Newspaper articles have reported on a few such cases in recent decades. A Utah elementary school teacher sued an angry parent in 2001 after the parent allegedly shook the teacher’s hand so hard that she had to undergo a series of surgeries to repair her injuries. The parent was allegedly upset about her son's grades. In 2008, a Tennessee woman filed a half-million-dollar lawsuit against a restaurant manager over a handshake that the plaintiff described as “crushing.”

Lindley, who practices in Boca Raton, has a background that includes corporate law, securities law, property acquisitions and title issues. He is also a certified public accountant in Florida.

Vallario said he is asking for approximately $200,000 in damages, but added that if Lindley had apologized early on, that would have been the end of it.

Vallario said he has gone to specialists and endured lost time and suffering as a result of the injury. He was treated by orthopedic doctors three times a week for six months, but the treatment didn’t seem to do much good, he said.

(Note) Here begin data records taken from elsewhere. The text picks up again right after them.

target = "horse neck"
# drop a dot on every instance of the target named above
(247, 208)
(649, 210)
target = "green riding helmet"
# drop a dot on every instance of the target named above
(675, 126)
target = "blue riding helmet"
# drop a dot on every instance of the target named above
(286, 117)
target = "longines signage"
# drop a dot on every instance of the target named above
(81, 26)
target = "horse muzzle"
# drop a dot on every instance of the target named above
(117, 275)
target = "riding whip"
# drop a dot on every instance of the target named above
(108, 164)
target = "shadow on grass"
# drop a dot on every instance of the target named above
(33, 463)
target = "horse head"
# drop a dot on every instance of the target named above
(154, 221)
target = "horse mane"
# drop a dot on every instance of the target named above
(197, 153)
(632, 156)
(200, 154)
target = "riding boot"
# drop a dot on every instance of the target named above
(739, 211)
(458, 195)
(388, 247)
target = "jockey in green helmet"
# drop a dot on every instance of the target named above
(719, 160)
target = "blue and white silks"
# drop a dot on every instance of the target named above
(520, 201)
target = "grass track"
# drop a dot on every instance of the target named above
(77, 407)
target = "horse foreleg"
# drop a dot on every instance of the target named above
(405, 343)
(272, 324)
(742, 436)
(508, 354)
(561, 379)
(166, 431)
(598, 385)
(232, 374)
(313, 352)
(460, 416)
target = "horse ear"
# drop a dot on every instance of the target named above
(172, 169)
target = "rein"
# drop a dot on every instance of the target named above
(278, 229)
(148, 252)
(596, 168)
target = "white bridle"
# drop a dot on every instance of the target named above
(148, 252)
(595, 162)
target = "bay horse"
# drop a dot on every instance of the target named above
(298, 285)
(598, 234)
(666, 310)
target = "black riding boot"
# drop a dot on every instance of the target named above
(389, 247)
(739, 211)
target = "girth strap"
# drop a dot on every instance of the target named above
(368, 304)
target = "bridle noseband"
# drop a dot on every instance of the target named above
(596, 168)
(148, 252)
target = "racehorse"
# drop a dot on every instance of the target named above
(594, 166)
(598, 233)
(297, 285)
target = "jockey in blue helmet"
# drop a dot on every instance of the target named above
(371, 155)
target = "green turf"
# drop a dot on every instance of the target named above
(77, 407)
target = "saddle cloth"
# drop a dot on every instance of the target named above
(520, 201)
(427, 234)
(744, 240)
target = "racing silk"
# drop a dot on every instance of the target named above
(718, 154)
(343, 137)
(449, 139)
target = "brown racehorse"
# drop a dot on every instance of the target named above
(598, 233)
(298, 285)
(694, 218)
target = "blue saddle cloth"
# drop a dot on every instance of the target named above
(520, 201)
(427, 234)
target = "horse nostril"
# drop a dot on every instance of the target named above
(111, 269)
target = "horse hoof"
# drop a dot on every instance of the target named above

“As a direct result of the defendant’s negligent conduct, plaintiff suffered, and still suffers, bodily injury and resulting pain and suffering, disability, mental anguish, disfigurement, loss of capacity for the enjoyment of life, medical care and nursing care and treatment and aggravation of a previously existing condition,” Vallario’s court complaint says. He said he is also unable to remove the cap off of a tube of toothpaste, and though he is able to write with his right hand, he doesn't do it as well as he’d like to.

The trial has faced some delays over the past year, and at one point Lindley sought to be excused during a scheduled trial period because he had to undergo a hip replacement surgery in September.

“Being the man I am, I sent him two get-well cards,” Vallario said.

Vallario’s losses as a result of the encounter are either permanent or continuing, he said in court documents, and he expects to suffer additional losses in the future.